Standardized network automation at scale
Microsoft has used its staged Ansible environments to automate routine engineering tasks, such as delivery of logic-based changes to ensure services are available to customers. Events in the network trigger other workflows, such as advanced telemetry, ticketing, logging, and analytics. Ansible-based IT automation also helps the company follow a phased, iterative approach to code creation that protects code quality with scheduled releases of tested, verified network configurations.
Standardizing on a user-friendly automation solution has not only helped Microsoft solve complexity by creating a single source of truth for services, dependencies, and integrations, but also made it easier for nonengineers to focus on service creation with peer-reviewed code. DevOps teams can now work more efficiently to create new, valuable features and services for end users while maintaining production performance.
“Digital transformation is really changing the way that we think about how we solve problems. In the past, we had to manually do the same deployment again and again,” said Dworak. “With Ansible, we can create blueprints to deploy it multiple times. And every time we deploy, it’s exactly the same. Instead of redoing work and having a lot of different, single-use versions, we can continually fine-tune this shared code.”

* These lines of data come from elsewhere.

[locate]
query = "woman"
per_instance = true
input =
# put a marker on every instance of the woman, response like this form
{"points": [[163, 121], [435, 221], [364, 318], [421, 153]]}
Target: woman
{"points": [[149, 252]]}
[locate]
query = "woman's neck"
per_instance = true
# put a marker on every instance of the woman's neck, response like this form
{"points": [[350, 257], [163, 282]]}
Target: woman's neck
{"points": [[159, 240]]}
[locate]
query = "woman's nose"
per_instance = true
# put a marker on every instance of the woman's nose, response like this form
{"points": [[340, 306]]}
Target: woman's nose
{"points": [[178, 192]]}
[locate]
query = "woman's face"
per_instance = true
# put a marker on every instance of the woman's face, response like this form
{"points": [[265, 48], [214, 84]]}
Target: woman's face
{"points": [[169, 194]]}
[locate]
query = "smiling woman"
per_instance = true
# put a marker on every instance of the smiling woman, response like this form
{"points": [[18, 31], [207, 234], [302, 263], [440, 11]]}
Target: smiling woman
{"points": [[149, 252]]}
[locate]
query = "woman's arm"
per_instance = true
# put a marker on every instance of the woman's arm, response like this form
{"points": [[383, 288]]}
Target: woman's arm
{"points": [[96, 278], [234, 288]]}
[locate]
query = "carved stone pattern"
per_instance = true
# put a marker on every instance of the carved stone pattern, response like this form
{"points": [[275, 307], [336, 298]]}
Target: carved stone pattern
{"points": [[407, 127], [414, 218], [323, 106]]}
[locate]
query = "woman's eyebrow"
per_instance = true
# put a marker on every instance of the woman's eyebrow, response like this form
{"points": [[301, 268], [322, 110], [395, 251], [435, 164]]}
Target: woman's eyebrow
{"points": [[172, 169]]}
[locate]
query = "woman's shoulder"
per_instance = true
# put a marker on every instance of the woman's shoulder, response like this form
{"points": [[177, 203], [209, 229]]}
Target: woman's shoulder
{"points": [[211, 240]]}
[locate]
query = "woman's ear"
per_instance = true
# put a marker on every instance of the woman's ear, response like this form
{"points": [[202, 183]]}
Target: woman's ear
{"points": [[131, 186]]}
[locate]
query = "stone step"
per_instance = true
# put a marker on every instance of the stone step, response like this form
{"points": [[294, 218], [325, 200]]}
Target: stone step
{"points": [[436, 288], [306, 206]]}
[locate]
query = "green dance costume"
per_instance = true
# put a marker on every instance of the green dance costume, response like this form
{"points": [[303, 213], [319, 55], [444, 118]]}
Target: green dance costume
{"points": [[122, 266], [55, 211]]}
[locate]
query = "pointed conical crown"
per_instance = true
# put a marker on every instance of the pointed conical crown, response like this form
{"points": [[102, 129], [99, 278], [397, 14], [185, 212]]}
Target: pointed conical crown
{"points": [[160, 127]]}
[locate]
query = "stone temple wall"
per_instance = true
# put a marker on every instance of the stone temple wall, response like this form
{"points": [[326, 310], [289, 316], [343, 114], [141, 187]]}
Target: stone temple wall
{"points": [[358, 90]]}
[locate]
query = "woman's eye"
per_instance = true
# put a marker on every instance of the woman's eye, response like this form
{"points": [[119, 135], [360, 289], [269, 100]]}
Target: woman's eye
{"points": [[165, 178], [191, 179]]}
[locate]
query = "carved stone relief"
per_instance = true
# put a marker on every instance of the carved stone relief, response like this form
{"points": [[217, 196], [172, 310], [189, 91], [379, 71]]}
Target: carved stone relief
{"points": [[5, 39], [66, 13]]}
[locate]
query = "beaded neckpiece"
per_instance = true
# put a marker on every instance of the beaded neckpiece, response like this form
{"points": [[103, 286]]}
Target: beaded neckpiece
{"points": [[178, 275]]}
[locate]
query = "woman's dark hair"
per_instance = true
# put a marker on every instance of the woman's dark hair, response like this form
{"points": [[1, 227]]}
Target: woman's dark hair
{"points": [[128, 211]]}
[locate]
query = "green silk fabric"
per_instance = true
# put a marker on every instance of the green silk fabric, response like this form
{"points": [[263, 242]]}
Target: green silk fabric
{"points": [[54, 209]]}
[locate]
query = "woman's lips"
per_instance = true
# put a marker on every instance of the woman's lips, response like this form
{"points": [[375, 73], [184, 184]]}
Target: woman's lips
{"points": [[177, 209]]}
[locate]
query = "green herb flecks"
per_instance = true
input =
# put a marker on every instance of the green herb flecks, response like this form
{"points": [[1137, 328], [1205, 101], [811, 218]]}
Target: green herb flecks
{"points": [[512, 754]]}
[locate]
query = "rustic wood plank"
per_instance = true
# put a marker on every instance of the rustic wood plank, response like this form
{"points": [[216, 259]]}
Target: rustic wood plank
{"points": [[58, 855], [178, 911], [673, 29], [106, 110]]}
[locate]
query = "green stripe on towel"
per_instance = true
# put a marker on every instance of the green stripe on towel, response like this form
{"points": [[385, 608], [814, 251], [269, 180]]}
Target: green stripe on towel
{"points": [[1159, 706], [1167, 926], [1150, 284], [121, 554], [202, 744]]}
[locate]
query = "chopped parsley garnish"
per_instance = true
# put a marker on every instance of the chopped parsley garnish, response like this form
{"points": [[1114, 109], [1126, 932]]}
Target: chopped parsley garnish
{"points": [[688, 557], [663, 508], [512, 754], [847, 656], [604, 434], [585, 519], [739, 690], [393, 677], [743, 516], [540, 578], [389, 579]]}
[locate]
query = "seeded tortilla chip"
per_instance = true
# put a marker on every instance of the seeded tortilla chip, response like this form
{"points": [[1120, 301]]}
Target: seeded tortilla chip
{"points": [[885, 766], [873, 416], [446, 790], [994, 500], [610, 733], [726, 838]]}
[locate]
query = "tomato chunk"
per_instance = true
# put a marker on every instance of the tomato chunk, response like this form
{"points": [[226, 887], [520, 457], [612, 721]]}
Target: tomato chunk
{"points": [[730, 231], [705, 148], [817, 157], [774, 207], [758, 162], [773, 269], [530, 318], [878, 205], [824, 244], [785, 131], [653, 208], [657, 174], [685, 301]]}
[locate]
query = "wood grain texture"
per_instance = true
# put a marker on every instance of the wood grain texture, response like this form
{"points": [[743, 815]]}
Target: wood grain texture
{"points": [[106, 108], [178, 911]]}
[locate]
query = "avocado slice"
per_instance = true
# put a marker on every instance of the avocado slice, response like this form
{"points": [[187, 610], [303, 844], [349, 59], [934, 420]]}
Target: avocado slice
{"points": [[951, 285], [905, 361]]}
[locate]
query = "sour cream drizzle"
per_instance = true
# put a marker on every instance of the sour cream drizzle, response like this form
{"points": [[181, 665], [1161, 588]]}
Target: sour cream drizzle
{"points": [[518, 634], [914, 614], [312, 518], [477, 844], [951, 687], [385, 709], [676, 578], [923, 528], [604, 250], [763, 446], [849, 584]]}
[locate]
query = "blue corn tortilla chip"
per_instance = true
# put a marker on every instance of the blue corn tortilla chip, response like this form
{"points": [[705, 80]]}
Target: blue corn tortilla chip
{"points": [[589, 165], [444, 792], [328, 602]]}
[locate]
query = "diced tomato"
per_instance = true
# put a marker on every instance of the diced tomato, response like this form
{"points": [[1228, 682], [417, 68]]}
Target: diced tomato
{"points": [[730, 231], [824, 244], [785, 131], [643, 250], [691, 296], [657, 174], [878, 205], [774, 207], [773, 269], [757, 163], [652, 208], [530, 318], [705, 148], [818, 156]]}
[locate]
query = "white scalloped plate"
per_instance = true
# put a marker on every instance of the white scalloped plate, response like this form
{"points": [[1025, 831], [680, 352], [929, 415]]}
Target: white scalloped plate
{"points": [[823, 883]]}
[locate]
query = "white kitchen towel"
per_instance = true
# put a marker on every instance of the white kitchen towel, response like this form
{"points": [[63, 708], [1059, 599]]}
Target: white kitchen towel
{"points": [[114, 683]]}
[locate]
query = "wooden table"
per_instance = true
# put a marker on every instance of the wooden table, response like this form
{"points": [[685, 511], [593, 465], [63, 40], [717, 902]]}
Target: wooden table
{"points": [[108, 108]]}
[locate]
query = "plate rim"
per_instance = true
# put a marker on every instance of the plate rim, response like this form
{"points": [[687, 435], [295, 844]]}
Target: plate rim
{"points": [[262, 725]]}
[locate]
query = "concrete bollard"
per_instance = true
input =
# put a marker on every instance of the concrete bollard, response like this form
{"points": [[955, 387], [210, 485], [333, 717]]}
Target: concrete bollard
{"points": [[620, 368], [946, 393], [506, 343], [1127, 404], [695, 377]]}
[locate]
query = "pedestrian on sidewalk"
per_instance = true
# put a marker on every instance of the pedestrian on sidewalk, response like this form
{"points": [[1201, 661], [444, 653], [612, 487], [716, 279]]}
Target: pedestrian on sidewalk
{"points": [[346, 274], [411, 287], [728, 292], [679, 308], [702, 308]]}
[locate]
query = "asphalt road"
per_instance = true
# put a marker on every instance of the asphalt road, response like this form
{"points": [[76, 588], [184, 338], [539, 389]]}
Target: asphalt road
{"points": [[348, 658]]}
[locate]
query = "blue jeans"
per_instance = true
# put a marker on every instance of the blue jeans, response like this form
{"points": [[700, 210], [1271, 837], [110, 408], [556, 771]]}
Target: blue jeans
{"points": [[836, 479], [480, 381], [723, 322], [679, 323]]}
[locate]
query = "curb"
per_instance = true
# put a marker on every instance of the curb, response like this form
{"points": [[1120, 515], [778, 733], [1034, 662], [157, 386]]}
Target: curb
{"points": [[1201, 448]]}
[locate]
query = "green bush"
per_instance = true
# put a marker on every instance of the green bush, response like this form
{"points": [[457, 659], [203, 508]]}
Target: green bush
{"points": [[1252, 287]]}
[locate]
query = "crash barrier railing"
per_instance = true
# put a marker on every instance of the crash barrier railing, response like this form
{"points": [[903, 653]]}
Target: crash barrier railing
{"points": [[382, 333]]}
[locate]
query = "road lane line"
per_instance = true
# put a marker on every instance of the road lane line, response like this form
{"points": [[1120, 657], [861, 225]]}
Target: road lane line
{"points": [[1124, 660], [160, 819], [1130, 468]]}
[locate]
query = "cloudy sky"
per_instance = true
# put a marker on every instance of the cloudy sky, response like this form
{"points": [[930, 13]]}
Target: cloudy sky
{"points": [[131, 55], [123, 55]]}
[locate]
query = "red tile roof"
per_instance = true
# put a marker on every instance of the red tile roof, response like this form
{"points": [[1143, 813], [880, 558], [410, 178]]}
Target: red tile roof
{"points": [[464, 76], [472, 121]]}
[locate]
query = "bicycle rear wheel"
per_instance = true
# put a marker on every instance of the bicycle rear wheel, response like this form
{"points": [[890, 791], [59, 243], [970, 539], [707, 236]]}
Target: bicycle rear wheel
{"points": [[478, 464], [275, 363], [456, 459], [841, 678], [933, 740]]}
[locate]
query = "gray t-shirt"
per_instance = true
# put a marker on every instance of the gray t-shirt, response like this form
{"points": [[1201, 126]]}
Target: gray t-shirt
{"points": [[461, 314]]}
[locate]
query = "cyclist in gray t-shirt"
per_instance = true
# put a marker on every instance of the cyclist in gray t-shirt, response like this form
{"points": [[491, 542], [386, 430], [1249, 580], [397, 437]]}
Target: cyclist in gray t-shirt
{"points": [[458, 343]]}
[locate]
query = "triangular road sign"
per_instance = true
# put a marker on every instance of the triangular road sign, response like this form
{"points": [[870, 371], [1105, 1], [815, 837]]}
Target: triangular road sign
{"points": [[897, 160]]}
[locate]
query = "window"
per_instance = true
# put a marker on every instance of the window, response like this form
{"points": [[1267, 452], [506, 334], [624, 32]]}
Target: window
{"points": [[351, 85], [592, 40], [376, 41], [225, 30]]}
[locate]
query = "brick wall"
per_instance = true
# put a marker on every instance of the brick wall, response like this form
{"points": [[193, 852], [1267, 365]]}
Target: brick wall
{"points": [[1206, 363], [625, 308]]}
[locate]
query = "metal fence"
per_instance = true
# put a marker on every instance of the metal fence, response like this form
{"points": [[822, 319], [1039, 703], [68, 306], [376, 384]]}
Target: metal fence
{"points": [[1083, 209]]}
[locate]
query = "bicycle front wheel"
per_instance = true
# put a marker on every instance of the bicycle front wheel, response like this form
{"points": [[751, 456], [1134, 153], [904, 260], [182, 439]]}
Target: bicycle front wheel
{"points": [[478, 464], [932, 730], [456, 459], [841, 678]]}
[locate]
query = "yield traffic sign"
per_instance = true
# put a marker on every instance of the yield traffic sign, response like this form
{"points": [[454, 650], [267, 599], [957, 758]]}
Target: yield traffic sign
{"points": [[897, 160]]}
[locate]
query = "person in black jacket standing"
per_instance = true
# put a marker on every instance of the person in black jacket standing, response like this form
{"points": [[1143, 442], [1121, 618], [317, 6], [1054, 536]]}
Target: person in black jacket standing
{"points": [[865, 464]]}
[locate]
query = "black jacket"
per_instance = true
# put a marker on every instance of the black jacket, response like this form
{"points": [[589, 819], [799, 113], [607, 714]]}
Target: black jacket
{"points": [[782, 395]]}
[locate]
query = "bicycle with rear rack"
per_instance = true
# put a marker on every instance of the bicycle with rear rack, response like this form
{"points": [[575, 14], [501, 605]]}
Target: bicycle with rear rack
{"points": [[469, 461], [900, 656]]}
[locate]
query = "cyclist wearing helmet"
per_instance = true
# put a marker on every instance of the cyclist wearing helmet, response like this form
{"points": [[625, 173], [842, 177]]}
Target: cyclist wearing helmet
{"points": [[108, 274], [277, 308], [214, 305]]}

This approach creates opportunities for Microsoft to continue scaling to support customer demands at a much faster pace.
Microsoft embraces a collaborative, automation-focused development approach
To support its adoption of modern automation technology, Microsoft also underwent a cultural shift. There is an organization-wide commitment to learning new skills and technologies: developers are learning networking, while network engineers are learning software development, version control, and automation tools like Git and Ansible.
This DevOps approach to both work tasks and professional development has led to greater understanding and collaboration between teams. One engineer created Zero to Hero, a training series on automation concepts and writing Ansible Playbooks. Additionally, there are now self-hosted Python learning groups, and more than 100 active participants discuss and share information in an internal automation community. Equipped with new skills and confidence, Microsoft’s teams are finding new, creative ways to solve business challenges using code and reusable, human-readable playbooks.
“Teams are coming together to solve engineering problems in a shared environment of co-creation,” said Sonika Munde, Remote Access Services Engineer, Core Service Engineering, at Microsoft. “We are truly seeing One Microsoft in action.”
In turn, Microsoft can contribute back to the open source Ansible community. “From the beginning, we’ve used a lot of the ideas and available code from the community, but now as we are moving faster and developing solutions, we can contribute our own ideas back,” said Dworak.